Dilaporkan Associated Press, Korea Utara meanggap tuduhan tersebut tidak berdasar, karena hingga saat ini pihak Amerika Serikat tidak memberikan bukti yang lengkap.
Dalam sebuah percakapan singkat lewat telepon antara perwakilan Korea Utara di PBB, pihak Korea Utara menganggap hal ini merupakan pemicu untuk memperbesar atmosfer perselisihan beberapa negara dengan Korea Utara, terutama Amerika Serikat.
"Tindakan tersebut merupakan provokasi politik yang dilancarkan oleh Amerika Serikat untuk membuat ketegangan antara dunia internasional terhadap Korea Utara.," ungkap perwakilan Korea Utara.
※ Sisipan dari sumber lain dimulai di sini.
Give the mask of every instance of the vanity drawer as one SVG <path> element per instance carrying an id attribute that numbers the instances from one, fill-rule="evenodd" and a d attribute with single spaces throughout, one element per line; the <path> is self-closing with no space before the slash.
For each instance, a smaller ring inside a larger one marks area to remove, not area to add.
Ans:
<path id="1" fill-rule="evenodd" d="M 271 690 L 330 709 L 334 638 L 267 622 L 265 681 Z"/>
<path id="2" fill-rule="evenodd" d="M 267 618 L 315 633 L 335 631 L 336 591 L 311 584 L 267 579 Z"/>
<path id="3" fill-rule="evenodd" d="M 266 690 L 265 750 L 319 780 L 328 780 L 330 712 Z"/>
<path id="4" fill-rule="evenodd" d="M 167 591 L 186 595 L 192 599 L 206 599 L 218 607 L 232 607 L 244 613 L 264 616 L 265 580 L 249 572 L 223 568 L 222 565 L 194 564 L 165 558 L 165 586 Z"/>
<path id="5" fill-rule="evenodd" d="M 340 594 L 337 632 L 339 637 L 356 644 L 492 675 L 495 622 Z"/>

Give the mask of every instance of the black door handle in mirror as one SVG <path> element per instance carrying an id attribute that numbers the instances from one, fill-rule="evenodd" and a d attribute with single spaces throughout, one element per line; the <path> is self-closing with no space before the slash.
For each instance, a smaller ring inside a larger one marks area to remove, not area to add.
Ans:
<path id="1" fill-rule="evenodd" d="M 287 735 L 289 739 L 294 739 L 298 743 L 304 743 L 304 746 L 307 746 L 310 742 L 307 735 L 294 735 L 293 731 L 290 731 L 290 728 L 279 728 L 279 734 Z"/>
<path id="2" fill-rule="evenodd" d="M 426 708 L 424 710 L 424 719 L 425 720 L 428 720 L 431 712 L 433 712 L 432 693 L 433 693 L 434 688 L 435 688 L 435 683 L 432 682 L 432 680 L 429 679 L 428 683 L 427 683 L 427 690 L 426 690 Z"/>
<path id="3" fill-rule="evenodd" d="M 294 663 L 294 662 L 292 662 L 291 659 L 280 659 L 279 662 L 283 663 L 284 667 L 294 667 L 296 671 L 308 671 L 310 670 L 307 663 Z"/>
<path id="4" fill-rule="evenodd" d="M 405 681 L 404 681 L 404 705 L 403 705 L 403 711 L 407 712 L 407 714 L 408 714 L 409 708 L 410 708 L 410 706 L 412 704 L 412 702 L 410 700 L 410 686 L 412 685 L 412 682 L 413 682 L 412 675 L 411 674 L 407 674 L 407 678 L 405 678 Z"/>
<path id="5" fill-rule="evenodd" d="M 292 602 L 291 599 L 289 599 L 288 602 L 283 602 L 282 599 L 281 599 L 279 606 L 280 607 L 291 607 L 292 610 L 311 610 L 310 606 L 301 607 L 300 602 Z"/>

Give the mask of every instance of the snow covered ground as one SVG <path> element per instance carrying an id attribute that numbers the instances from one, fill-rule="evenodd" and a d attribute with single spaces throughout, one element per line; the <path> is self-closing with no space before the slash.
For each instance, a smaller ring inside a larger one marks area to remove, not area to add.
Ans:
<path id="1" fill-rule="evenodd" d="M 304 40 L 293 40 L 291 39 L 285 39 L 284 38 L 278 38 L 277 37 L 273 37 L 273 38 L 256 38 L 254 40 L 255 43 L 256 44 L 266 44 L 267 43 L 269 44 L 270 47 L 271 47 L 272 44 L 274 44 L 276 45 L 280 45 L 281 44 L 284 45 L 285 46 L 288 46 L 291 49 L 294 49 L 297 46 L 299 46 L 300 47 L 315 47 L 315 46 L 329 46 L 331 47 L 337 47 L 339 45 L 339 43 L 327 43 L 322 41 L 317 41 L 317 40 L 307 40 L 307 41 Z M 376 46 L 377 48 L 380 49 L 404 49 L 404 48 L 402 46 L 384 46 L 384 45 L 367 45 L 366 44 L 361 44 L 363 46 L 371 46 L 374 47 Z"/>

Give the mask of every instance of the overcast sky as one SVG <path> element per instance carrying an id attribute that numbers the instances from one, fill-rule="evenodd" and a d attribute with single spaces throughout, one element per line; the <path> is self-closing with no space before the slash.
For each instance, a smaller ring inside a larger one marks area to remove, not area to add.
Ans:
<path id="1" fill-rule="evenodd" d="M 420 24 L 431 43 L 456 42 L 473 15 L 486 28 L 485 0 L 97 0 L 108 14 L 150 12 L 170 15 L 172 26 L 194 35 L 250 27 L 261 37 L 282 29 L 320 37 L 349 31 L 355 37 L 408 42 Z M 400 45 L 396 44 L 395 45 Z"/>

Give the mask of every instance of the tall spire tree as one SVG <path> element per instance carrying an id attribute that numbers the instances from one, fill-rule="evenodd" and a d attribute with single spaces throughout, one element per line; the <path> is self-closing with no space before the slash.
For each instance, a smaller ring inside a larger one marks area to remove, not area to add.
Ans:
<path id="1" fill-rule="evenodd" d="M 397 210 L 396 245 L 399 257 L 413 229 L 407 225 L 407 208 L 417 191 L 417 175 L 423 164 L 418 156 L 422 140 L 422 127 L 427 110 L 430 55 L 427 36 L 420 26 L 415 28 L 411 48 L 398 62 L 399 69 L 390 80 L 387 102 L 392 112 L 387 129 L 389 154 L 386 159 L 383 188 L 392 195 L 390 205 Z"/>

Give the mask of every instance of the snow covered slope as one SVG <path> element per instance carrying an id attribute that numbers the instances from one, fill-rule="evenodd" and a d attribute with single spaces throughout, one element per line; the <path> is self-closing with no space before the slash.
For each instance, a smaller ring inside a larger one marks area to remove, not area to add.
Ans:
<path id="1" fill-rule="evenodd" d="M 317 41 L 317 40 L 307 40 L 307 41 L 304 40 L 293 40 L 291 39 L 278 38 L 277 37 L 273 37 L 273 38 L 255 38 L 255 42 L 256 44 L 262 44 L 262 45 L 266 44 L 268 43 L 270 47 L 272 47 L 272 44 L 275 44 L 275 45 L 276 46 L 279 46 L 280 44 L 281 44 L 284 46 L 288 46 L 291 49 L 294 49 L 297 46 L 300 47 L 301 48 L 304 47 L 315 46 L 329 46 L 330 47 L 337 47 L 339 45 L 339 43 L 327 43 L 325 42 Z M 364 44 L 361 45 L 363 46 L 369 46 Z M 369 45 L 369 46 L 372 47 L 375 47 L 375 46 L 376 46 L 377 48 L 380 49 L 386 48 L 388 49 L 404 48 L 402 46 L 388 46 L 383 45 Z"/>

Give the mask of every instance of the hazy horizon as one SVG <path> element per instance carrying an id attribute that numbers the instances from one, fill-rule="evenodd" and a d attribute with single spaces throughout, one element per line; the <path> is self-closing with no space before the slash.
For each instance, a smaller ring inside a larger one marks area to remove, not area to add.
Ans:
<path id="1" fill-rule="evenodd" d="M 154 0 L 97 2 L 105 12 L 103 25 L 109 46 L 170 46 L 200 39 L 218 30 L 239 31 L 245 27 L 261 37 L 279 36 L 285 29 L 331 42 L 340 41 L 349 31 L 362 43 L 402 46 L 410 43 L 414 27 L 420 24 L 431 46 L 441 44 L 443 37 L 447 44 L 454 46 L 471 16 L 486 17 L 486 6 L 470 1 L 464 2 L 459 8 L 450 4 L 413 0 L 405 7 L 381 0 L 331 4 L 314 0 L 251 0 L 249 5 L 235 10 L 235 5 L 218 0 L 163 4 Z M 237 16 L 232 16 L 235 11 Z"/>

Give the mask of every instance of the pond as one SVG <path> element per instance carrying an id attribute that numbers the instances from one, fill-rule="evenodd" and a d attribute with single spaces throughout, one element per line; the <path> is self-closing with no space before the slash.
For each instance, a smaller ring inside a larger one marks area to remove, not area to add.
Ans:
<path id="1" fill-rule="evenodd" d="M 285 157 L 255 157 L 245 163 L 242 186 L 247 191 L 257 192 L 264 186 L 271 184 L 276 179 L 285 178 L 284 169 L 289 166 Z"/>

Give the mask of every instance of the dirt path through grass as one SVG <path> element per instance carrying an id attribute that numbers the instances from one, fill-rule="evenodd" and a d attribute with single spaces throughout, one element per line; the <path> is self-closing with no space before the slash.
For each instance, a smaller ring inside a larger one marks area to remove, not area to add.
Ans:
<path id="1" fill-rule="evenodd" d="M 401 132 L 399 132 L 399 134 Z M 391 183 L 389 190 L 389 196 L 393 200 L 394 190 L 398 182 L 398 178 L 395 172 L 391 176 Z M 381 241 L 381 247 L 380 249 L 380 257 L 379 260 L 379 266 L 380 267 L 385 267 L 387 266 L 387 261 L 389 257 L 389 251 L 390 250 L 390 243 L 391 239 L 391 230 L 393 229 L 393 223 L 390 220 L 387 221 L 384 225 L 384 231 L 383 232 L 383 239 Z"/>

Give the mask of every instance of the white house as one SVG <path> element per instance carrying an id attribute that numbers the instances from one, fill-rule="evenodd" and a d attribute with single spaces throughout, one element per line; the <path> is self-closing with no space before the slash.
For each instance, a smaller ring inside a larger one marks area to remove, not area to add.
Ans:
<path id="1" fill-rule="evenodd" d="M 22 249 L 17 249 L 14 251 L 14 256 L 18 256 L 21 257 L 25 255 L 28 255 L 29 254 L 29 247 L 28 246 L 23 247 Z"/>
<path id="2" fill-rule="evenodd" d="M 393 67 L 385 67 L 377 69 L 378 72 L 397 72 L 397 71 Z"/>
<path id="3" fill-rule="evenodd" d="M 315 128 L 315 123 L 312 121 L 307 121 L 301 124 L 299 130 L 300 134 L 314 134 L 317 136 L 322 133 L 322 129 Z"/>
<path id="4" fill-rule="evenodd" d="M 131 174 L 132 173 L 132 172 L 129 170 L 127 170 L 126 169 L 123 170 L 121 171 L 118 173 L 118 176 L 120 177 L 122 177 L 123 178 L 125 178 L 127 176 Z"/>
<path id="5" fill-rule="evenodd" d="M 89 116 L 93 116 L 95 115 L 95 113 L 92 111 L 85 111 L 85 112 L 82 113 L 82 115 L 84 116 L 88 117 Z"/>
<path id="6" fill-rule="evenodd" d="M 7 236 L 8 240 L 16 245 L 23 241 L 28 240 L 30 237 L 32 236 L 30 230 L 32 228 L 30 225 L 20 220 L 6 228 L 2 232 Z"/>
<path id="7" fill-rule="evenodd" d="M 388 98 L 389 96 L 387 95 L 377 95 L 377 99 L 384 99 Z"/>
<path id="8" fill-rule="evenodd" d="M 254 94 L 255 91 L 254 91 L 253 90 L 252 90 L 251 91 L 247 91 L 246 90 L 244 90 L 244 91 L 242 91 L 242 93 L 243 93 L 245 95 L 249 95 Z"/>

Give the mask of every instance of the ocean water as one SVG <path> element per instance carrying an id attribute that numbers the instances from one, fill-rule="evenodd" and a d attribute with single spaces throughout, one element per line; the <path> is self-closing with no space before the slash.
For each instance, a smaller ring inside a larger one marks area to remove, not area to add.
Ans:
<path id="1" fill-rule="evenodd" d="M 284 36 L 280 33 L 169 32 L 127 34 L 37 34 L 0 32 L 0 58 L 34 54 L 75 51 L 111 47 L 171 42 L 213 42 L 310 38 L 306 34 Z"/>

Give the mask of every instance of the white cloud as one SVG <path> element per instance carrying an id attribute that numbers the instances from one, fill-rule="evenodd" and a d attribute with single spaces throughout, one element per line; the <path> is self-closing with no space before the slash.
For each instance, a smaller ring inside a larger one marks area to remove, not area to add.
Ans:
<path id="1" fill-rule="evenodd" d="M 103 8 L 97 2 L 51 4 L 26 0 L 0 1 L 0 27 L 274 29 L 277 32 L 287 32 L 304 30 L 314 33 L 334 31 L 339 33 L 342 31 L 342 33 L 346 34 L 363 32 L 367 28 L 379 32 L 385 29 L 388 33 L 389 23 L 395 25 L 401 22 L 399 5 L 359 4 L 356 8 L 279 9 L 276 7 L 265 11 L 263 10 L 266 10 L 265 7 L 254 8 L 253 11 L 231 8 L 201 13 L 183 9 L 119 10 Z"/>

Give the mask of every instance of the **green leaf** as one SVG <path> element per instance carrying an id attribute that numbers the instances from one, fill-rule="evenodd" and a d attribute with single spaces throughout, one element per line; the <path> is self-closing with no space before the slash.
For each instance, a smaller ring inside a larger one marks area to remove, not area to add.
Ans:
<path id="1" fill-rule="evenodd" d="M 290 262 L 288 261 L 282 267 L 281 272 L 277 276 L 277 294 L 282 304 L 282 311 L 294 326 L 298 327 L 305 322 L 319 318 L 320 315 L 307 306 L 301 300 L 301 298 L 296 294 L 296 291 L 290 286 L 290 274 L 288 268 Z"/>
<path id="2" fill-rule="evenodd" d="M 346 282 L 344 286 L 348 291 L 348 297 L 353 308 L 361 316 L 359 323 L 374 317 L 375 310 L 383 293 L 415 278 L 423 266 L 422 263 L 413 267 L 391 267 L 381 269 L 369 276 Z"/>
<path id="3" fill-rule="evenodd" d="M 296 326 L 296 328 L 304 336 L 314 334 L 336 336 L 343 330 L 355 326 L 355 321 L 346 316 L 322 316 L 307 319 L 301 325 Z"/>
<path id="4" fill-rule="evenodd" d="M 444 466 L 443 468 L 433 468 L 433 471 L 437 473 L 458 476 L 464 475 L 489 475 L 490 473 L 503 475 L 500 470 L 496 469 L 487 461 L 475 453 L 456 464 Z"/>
Meskipun akses internet di Korea Utara dikabarkan sangat terkontrol dan dibatasi oleh pemerintahnya sehingga tidak semua warga negaranya bisa mengakses tapi berbagai negara yang menyelidiki serangan ransomware menemukan jejak yang mengarah ke Korea Utara.
Pihak Amerika Serikat beranggapan serangan ransomware yang dituduhkan ke Korea Utara dilakukan sebagai bentuk balasan negara tersebut atas film karya Sony Pictures berjudul The Interview yang mengejek Presiden Korea Utara Kim Jong Un.
Inggris juga sepakat dengan Amerika Serikat dalam temuan yang diumumkan pada 19 Desember lalu diketahui grup penjahat siber Lazarus adalah dalang serangan WannaCry. Penyelidikan kedua negara tersebut menemukan grup Lazarus memiliki afiliasi dengan Korea Utara.
Seperti yang diketahui di bulan Mei lalu, tidak kurang 150 negara menjadi korban serangan ransomware WannaCry yang menyerang perangkat komputer dari instansi atau perusahaan yang bergerak di bidang vital, misalnya rumah sakit, perbankan, tambang, dna lain-lain.
WannaCry mengunci akses data di dalam perangkat komputer sehingga tidak bisa diakses oleh penggunanya. WannaCry akan meminta tebusan untuk membuka akses data tersebut yang ternyata justru penipuan semata.